Two Barbies were modeled after US healthcare workers: Internist Audrey Sue Cruz, MD, and ER nurse Amy O'Sullivan, RN. Cruz, a Filipina woman, not only served on the front lines but also spearheaded a movement to bring awareness to hate crimes happening against Asian Americans during the pandemic. A video she created with fellow Asian American physicians using #IAMNOTAVIRUS garnered thousands of views and went viral online.

"Our goal was to denounce the hatred and violence against our community. We needed to bring awareness to this issue and remind everyone that Asian Americans are working on the front lines just like everyone else," Cruz, of Las Vegas, Nevada, told Medscape.

Internist Audrey Sue Cruz, MD, poses with her Barbie lookalike.

When Mattel reached out with the opportunity, Cruz says she was completely shocked and surprised. "I remember when I was a kid and I saw a doctor Barbie for the first time. It's a dream come true ⁠— a dream I didn't even know I had — to have a Barbie in my likeness."

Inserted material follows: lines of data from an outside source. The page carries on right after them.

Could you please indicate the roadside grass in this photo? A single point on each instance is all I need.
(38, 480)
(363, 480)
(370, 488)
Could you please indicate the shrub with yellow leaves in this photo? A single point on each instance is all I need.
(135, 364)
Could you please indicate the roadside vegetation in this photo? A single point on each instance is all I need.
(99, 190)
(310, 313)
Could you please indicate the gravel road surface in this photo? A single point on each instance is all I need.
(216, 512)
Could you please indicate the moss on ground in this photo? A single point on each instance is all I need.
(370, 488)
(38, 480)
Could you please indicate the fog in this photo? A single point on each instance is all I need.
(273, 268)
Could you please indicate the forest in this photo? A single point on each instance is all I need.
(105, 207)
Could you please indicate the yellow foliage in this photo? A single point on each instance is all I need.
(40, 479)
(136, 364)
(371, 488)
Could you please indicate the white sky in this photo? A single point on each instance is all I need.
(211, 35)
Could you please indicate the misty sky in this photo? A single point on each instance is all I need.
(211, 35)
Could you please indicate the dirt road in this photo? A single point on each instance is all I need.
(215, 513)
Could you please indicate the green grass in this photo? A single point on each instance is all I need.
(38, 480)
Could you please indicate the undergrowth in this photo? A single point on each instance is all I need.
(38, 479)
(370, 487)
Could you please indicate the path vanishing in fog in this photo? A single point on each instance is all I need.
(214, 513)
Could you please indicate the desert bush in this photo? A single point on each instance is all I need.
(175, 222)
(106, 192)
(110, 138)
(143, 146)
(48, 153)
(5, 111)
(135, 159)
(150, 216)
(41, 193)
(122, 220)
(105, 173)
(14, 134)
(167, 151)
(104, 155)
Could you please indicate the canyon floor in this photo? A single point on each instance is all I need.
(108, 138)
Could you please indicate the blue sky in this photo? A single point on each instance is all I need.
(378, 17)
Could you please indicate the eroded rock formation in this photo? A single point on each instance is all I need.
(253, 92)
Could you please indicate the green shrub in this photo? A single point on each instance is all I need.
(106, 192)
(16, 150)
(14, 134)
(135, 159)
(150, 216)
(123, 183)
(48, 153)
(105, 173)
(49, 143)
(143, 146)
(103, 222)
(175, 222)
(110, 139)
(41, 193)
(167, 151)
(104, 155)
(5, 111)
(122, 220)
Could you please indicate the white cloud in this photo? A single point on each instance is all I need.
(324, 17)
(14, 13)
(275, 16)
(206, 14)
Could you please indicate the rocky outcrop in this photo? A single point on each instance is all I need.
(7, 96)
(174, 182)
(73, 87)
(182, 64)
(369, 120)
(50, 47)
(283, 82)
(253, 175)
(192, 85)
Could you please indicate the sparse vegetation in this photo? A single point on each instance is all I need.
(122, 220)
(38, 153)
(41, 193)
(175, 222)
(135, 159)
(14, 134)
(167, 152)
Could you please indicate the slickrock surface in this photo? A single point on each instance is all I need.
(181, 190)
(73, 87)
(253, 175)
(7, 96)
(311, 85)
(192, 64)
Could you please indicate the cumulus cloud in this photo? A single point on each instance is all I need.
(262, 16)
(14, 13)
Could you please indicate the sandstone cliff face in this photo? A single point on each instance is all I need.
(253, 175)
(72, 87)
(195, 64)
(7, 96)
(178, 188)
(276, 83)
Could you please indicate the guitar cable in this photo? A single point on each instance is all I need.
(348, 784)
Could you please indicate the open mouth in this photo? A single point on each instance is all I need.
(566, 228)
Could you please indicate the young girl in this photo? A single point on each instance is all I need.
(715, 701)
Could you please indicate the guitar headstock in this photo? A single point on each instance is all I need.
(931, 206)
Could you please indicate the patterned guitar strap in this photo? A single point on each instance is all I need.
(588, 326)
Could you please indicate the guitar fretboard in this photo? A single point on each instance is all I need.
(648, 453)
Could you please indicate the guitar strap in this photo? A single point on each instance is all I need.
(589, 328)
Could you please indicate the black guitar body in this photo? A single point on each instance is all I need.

O'Sullivan, on the other hand, never had much time for Barbies as a child. "I always liked Ken," she says. "He had all the cool stuff."

O'Sullivan treated New York City's first COVID-19 patient before contracting the deadly virus herself. After being intubated for 4 days, she recovered at home for just 2 weeks before returning to the hospital to work. In 2020, she was featured on Time magazine's 100 Most Influential People list, as well as the cover.

Registered nurse Amy O'Sullivan holds the Barbie doll made in her image.

"My 6-year-old, Summer, and I were swimming in the pool one afternoon when someone from Mattel reached out to me on Instagram asking to give them a call. So I did, not knowing what it was for. I remember asking, 'Yo, are you legit?' When I realized I was on the phone with Barbie, I thought it was a joke." Summer described the experience as a total "brain shock."

Each Barbie is one-of-a-kind and captures the healthcare workers' signature features. For Cruz, it's her highlighted hair and big eyelashes. "As an Asian American, being recognized in this way is such an honor. I'm happy that I'm able to remind people that it doesn't matter what your skin color is or what your background is like," Cruz says. "You can speak your mind and accomplish your dreams. Anything is possible."

For O'Sullivan, it's her sleeve of tattoos, flamingo scarf, and funky socks. The tattoos, she says, were hand-painted onto her Barbie.

"I always looked different. I dressed differently. I wanted different things," O'Sullivan says. "I always felt like an outsider and suddenly I have nurses and nursing students from all over saying I'm this huge inspiration to them. I don't look at myself like that. I just want everyone to know it's okay to be different, to be true to yourself."

Though the healthcare worker Barbies in their image won't be reproduced, Mattel will be donating $5 to the First Responders Children's Foundation from every doctor, nurse, and paramedic Barbie sold during the month of August.